Existe um plano de carreira para a categoria?
Não. E, além disso, a instituição tem investido apenas nos delegados, e não nos agentes. Isso é um equívoco. Eles são a maioria dentro da corporação.
Análise/ Maria da Graça Gonçalves, professora de psicologia da PUC-SP
É comum as pessoas idealizarem algumas profissões. A mídia ajuda muito nisso, tratando com glamour alguns ofícios e situações. Penso que é isto que está acontecendo com a carreira de agente da Polícia Federal. Acredito que muitos jovens, no momento de escolher com o que vão trabalhar, acabam influenciados por essa exposição. O problema é que nesse contexto muita gente faz a opção sem ter as informações corretas. O processo de escolha tem de levar em conta múltiplos fatores, como o que essa carreira oferece, chances de crescimento profissional, e não apenas por uma análise limitada a partir do glamour.
‘Japonês’ é a cara mais famosa da PF e já virou até marchinha
Nilton Ishii, um dos coordenadores da carceragem da Polícia Federal em Curitiba (PR), é o rosto mais conhecido da Operação Lava Jato, que busca os responsáveis por desvios na Petrobras nos governos do ex-presidente Luiz Inácio Lula da Silva e de Dilma Rousseff, ambos do PT. Conhecido popularmente como “Japonês da Federal”, Ishii aparece sempre ao lado dos famosos presos da operação, como o ex-tesoureiro do PT, João Vacari Neto, e o ex-chefe da Casa Civil, José Dirceu. A popularidade é tanta que o agente virou uma das principais apostas de fábricas de máscaras para o Carnaval e é tema de marchinha (“Ai meu Deus / Me dei mal / Bateu na minha porta o japonês da Federal”).

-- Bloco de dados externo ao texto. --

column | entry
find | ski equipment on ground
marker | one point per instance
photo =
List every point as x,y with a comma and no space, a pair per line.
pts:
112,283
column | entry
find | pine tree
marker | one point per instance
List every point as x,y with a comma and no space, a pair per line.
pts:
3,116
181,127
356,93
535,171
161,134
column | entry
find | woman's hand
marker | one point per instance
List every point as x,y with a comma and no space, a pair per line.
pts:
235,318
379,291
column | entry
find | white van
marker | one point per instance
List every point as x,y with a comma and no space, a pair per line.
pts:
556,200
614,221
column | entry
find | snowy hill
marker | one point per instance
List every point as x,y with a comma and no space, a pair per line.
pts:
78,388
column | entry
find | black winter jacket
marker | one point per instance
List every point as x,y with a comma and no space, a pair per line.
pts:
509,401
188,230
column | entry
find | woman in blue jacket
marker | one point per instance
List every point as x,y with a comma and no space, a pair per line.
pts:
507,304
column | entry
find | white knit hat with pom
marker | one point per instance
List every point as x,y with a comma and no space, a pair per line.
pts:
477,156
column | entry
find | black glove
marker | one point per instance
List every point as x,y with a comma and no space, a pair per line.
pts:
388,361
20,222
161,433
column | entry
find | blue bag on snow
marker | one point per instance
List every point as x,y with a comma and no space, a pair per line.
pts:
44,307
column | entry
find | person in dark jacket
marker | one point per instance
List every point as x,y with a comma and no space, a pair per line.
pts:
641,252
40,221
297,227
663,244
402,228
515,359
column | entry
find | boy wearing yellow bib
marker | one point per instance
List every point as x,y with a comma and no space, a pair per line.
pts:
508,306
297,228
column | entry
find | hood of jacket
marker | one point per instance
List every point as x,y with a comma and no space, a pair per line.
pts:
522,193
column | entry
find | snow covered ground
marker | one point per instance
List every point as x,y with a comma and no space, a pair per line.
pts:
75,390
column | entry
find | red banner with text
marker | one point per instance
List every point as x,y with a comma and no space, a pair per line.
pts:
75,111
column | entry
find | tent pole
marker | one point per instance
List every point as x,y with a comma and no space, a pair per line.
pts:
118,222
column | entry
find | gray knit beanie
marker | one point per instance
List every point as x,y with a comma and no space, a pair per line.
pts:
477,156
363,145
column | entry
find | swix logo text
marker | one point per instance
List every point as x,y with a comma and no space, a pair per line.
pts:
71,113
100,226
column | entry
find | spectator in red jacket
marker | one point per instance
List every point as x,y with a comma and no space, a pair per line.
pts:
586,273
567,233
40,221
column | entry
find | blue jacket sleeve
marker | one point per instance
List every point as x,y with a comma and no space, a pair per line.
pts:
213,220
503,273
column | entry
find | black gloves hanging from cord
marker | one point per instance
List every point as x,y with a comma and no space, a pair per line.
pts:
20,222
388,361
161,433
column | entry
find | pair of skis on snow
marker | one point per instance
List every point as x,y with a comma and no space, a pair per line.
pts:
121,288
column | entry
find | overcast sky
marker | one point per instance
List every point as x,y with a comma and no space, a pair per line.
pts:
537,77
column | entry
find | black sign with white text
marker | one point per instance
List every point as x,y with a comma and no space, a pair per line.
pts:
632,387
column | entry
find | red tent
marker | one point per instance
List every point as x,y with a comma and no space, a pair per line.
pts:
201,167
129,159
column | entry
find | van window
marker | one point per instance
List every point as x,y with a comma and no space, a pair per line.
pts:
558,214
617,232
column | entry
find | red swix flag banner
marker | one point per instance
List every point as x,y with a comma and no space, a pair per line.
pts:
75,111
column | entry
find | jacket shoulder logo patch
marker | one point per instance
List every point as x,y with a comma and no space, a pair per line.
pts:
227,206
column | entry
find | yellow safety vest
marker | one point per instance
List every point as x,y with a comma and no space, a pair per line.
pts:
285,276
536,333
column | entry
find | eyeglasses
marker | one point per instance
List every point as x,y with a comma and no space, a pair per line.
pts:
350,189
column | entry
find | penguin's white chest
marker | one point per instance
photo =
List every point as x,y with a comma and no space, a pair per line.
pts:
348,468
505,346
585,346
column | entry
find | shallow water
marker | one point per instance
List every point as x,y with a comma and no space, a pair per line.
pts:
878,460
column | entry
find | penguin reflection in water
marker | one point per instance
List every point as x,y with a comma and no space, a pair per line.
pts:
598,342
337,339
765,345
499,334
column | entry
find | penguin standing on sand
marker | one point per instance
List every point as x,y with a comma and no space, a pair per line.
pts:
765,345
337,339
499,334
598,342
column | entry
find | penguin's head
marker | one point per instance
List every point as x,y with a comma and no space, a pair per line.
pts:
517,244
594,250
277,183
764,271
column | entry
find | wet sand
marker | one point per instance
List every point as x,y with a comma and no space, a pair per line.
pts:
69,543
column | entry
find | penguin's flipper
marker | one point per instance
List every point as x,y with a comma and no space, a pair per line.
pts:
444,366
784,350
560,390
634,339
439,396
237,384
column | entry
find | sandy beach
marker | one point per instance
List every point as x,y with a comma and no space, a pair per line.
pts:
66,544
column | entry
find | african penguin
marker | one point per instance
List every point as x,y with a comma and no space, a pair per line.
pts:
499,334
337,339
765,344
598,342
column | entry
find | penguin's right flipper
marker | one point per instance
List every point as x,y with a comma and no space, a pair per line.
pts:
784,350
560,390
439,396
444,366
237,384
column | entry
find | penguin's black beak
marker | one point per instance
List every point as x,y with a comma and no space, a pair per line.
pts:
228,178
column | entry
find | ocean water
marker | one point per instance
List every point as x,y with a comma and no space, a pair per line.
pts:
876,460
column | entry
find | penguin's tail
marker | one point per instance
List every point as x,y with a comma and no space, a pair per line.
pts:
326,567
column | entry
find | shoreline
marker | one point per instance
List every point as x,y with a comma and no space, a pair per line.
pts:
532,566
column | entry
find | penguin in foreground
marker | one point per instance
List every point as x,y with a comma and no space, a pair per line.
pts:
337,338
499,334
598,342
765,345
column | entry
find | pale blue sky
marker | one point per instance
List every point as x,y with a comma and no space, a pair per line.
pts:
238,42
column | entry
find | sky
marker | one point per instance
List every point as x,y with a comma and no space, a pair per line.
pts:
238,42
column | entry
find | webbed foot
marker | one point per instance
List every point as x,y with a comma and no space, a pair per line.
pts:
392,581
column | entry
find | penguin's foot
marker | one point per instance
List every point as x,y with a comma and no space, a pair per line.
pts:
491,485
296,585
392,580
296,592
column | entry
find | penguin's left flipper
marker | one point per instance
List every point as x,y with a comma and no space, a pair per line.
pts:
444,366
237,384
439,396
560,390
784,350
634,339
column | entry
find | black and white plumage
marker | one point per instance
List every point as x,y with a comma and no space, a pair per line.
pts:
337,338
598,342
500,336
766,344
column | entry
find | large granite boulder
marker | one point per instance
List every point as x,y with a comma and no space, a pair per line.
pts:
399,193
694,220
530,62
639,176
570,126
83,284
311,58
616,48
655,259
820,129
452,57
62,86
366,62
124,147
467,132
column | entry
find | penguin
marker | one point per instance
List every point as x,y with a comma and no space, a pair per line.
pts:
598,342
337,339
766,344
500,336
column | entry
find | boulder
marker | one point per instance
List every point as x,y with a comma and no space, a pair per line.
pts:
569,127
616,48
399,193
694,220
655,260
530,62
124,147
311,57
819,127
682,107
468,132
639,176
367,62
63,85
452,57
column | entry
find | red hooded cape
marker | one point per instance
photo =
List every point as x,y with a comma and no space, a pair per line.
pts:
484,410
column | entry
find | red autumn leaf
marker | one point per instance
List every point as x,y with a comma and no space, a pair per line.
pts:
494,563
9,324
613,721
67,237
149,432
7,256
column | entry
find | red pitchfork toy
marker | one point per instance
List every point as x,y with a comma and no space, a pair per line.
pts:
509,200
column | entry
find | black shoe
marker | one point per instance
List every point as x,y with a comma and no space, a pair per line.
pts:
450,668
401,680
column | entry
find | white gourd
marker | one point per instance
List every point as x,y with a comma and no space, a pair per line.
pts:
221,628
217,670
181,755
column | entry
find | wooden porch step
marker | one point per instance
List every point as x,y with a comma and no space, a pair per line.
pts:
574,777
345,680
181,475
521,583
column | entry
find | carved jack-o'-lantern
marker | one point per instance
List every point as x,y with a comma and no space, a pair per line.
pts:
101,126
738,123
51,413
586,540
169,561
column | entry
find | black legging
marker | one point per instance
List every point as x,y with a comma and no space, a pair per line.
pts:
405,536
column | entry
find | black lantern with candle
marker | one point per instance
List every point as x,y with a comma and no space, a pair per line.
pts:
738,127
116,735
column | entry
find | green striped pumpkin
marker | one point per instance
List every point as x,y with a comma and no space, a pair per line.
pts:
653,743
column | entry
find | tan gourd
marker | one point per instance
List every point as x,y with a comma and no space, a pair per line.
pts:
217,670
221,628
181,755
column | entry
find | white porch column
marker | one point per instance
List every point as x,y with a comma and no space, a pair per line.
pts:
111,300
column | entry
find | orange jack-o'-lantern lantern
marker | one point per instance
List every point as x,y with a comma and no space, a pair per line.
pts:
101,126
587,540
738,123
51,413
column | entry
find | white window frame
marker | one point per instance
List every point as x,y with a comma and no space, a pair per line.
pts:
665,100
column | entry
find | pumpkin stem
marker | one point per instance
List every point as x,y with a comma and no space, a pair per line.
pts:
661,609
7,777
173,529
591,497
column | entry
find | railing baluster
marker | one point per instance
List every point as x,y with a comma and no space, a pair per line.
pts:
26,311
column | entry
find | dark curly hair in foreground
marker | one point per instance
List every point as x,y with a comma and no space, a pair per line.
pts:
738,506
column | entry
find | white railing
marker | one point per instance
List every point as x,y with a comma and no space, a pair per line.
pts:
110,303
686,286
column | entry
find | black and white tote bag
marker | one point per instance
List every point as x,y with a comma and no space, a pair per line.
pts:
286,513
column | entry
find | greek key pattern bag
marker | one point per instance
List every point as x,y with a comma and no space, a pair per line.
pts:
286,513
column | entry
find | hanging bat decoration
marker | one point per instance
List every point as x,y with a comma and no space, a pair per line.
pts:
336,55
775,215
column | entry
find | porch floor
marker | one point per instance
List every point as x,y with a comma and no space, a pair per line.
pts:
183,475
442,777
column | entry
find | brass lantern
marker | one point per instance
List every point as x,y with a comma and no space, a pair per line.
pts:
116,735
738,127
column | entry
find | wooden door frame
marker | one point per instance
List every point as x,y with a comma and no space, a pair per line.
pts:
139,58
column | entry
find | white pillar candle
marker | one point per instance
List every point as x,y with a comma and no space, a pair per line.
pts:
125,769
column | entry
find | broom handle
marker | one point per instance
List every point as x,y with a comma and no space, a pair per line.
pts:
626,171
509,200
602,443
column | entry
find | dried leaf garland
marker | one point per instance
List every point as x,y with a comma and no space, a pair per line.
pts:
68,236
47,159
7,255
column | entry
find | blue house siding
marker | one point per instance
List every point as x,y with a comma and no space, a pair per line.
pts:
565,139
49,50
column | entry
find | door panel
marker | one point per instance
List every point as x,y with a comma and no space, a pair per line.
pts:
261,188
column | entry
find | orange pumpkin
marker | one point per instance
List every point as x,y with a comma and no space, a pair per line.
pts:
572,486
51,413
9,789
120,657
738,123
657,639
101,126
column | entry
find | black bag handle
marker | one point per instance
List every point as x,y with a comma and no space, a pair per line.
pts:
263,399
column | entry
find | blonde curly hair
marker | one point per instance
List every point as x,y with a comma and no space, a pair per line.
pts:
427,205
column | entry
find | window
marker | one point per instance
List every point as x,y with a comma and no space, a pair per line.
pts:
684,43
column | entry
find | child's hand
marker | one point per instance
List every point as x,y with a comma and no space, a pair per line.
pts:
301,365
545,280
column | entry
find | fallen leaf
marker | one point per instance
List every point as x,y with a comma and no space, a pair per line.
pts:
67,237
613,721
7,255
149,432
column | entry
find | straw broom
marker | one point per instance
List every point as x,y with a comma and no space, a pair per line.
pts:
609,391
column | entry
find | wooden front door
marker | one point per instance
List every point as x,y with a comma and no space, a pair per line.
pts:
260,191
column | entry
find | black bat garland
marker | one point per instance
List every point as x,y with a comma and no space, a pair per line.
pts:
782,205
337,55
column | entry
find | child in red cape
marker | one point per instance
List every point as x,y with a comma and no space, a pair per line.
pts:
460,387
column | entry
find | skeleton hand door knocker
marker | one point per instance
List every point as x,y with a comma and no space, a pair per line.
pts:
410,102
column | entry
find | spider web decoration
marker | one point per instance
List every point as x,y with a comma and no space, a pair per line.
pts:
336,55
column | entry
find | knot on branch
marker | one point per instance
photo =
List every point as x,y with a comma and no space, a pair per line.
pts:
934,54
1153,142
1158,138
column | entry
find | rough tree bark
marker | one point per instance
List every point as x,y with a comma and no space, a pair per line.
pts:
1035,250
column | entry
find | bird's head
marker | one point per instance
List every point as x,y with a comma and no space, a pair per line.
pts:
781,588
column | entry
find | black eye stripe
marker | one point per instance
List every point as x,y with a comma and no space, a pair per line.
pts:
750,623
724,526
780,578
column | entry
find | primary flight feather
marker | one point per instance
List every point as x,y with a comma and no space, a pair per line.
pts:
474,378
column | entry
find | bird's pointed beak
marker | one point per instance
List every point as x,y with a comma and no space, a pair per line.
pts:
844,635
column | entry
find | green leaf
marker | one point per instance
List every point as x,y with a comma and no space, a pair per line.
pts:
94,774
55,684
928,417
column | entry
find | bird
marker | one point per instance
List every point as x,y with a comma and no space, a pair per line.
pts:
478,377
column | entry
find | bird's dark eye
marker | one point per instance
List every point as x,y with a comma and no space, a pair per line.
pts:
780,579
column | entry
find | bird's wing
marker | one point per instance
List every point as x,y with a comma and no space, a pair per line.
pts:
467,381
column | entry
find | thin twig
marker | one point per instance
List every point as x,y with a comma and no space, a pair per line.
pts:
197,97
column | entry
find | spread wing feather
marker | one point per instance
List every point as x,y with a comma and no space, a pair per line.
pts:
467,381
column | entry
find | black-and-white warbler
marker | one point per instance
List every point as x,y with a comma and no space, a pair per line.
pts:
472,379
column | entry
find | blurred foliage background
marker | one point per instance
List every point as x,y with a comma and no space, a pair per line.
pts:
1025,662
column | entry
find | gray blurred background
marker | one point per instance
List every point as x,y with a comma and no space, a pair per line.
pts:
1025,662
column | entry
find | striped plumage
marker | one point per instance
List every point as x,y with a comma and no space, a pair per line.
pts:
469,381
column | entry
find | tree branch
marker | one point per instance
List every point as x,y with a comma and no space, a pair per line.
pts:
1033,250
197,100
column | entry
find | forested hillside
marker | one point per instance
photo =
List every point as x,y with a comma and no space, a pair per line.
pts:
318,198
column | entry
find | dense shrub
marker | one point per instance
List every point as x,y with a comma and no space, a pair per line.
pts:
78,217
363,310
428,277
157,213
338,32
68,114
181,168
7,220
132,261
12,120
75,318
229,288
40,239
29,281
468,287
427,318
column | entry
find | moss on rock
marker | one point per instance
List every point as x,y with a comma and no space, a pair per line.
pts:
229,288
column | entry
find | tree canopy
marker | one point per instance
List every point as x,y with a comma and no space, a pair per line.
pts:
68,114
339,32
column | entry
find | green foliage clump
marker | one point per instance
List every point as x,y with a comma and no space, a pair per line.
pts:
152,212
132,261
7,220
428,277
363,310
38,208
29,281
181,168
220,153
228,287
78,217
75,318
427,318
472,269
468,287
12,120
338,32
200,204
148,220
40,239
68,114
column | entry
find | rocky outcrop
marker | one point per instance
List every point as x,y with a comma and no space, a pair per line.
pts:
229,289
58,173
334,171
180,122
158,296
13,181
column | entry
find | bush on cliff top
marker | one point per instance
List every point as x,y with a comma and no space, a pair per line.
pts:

Numa outra ponta dessa fama, Nilton Ishii é investigado por suposta venda de informações sobre a operação. Uma das suspeitas é que ele teria vazado parte da delação de Nestor Cerveró ao banqueiro André Esteves. Ele trabalha há 40 anos na instituição e em 2003 foi investigado por corrupção e por integrar quadrilha de contrabandistas, mas acabou inocentado.
Jovens querem ser os agentes de amanhã
Idealistas, bem preparados fisicamente, dispostos ao sacrifício para ter uma carreira admirada e que remunera bem. Esse é o perfil da maioria dos jovens que frequenta cursinhos preparatórios para concursos da Polícia Federal.
O DIÁRIO conversou com sete deles numa escola que funciona na região central de São Paulo. “Ser agente da Polícia Federal é um sonho para mim”, afirmou Cláudia Magalhães. “Meu pai era militar e sempre tive isso na cabeça, mas acabei me formando em administração porque a PF exige curso superior para ingressar”.
Outro aluno, George Fares reconheceu que a exposição na mídia dos agentes da PF contribuiu para sua escolha. “Quando vejo a imagem de um policial federal na Operação Lava Jato meus olhos brilham”, afirmou. “Me vejo naquela situação e tenho a certeza de que fiz a escolha certa”.
Para Julyana Aguillera, o salário estimula, mas não é preponderante. “Existem outras carreiras federais, como a de tribunais, que pagam mais e são mais fáceis de entrar”, contou. “Estamos aqui porque queremos ser da Polícia Federal”, disse a concurseira.
Segundo o Sindicato dos Servidores da Polícia Federal em São Paulo, um agente da PF tem salário inicial de R$ 7,9 mil, que pode chegar a R$ 11,9 no topo da carreira.
“É claro que é um bom salário num país como o nosso”, reconheceu Felipe Bergamini, outro pretendente. “Mas não basta isso. Temos o sonho de servir às pessoas”.
Dos entrevistados, apenas um vai prestar o concurso pela primeira vez: William Dentello. Os outros estão na segunda ou terceira tentativa.
Em 2014, quando houve o último concurso para a instituição, havia 98.101 inscritos para 600 vagas. Uma relação de 163 candidatos para cada ao cargo de agente. Até agora, não há confirmação de novas provas.